オーダーブックで読み解く外為市場

リスク許容度低下でもドル高地合い続くか 出口見えず再び不安定化も (1/2ページ)

 先週の為替市場は、引き続き新型コロナウイルスの感染拡大による景気減速を警戒したリスク回避色の強い状態が続きました。為替市場においては、一般的に市場のリスク許容度が低下する局面では、安全資産とされる円やスイスフランが強くなり、次いで米ドルが強くなる傾向がありますが、今回のケースでは、今のところ、資産の現金化に伴うドル需要を中心に米ドルの強さが目立つ状態が続いており、このドル高地合いが今週も続くかどうかに注目が集まります。

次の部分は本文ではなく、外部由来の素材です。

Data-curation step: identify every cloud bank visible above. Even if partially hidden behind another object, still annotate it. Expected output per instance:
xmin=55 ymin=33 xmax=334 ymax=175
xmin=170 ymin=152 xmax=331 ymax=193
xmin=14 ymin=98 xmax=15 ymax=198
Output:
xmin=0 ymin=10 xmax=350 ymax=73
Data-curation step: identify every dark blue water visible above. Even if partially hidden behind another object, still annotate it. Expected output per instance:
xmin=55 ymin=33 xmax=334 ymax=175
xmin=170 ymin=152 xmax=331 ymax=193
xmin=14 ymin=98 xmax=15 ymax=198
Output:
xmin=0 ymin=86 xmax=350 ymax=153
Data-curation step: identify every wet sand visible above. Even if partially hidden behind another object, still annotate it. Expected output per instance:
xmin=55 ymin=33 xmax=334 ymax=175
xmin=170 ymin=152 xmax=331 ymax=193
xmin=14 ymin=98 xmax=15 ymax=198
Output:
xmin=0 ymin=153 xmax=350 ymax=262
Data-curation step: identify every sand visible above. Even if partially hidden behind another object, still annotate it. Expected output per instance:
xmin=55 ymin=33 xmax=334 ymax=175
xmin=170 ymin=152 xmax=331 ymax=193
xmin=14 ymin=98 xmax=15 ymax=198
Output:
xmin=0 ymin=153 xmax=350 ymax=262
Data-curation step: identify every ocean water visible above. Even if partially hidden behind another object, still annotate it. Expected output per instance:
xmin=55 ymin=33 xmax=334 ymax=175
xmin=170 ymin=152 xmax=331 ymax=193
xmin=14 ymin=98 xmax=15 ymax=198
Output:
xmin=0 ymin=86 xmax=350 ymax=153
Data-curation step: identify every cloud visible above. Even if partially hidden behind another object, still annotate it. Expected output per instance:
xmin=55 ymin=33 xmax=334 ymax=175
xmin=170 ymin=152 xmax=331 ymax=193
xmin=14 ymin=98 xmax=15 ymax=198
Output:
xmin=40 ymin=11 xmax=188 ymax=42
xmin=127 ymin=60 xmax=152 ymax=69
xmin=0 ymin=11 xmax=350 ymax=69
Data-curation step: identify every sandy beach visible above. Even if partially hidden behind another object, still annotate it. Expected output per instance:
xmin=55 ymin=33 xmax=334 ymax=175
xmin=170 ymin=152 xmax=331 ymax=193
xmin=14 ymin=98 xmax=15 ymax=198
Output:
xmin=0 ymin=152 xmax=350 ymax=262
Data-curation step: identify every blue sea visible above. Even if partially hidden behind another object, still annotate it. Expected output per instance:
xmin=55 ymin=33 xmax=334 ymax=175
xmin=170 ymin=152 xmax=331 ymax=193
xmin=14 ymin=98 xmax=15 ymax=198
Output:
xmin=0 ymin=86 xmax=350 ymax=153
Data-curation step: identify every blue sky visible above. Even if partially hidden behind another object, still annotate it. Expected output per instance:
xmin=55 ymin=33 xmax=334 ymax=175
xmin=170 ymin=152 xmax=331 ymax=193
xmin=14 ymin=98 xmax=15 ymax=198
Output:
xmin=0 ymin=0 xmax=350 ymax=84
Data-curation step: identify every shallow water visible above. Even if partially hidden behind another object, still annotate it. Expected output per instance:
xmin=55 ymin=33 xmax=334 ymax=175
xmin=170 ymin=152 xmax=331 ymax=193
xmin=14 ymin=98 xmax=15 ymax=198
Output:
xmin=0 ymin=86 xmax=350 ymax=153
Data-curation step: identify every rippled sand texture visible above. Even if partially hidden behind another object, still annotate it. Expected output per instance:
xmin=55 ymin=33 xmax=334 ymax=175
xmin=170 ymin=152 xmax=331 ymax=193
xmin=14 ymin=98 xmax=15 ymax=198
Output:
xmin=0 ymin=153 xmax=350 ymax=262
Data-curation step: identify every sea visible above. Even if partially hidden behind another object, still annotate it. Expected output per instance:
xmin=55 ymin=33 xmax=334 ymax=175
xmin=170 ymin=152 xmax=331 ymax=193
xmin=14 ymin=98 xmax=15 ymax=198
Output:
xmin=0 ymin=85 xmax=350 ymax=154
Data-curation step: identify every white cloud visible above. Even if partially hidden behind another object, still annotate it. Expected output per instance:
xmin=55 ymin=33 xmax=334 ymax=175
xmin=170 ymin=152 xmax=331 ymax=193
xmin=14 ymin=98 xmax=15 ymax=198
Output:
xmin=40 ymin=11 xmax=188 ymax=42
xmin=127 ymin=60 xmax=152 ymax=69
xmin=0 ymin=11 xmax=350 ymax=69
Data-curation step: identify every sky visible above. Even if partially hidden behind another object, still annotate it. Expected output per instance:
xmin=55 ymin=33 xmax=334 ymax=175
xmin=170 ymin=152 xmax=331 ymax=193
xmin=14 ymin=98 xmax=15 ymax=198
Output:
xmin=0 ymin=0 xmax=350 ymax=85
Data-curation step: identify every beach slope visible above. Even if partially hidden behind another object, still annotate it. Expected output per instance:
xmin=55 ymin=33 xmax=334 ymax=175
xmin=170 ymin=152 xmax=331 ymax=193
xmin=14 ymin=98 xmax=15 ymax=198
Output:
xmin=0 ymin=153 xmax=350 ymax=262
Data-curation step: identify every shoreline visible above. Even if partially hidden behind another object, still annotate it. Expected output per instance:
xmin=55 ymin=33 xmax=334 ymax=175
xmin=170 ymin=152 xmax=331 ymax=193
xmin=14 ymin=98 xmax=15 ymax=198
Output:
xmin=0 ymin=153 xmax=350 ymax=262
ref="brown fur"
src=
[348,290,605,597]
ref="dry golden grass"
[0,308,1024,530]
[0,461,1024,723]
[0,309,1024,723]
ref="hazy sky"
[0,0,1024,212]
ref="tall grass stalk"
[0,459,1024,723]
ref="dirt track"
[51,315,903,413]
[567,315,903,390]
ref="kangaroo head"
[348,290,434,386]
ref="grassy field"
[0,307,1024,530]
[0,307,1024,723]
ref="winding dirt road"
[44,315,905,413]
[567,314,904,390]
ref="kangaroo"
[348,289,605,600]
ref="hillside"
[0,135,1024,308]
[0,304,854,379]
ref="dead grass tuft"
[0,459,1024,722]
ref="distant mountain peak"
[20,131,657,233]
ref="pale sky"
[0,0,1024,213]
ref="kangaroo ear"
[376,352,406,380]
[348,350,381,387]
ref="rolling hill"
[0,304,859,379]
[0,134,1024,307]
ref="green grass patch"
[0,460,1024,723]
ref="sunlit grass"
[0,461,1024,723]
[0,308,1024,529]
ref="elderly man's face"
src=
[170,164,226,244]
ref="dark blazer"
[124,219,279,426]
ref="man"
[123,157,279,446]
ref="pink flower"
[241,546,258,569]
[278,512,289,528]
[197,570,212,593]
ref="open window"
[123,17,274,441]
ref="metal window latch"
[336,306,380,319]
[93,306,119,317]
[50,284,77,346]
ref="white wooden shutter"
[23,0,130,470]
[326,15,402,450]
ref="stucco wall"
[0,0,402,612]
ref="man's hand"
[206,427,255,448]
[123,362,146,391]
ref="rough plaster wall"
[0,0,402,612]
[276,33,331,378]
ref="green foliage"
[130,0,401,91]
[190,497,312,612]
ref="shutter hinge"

 先週は各国の政府から、様々な経済政策が発表されたことや米連邦準備制度理事会(FRB)や欧州中央銀行(ECB)、日本銀行、イングランド銀行(BOE)等の主要な中央銀行が緊急の金融緩和政策を発表したこともあり、市場は徐々に落ち着きを取り戻しつつあります。ただし、欧米を含め世界中で新型コロナウイルスの感染拡大が続き、今のところ出口が見えない状況であるため、再び市場が不安定な状態に陥る可能性も十分に考えられそうです。

下落基調に転じる可能性も

 では、世界中に顧客を持つ外国為替証拠金取引(FX)会社のOANDA(オアンダ)が提供するオーダーブックで外国為替市場の動向を探ってみましょう。

 オーダーブックはOANDAの顧客の取引状況を公開したデータです。顧客の保有しているポジションの取得価格の水準(縦軸)と割合(横軸)を示す「オープンポジション」と、顧客の未約定の注文の価格水準(縦軸)と割合(横軸)を示す「オープンオーダー」の2種類のデータから成ります。

 ちなみに、ある通貨を買っている状態を「買いポジション」、売っている状態を「売りポジション」といいます。買いポジションを保有している場合、その通貨の価格が取得価格から上昇したら収益が上がり、逆に下落すると損失が発生します。売りポジションを保有している場合は、取得価格から下落すると収益が上がり、上昇すると損失が発生します。FXでは、それぞれのポジションとは反対の売買を行って決済(損益の確定)をする仕組みとなっているからです。

 先週のドル円は、底堅い推移が続き、1米ドル=111円台まで上昇する動きとなりましたが、週末には少し伸び悩む動きとなりました。

 OANDAのオープンポジションを見ると、直近の伸び悩みにより、含み損が発生し、ストレスを抱えた買いポジションが増えており、ここから、さらに下押しが強まると、これらの買いポジション保有者の損切り(損失の拡大を防ぐための決済取引)の売りが増え、下落基調に転じる可能性に注意が必要となりそうです。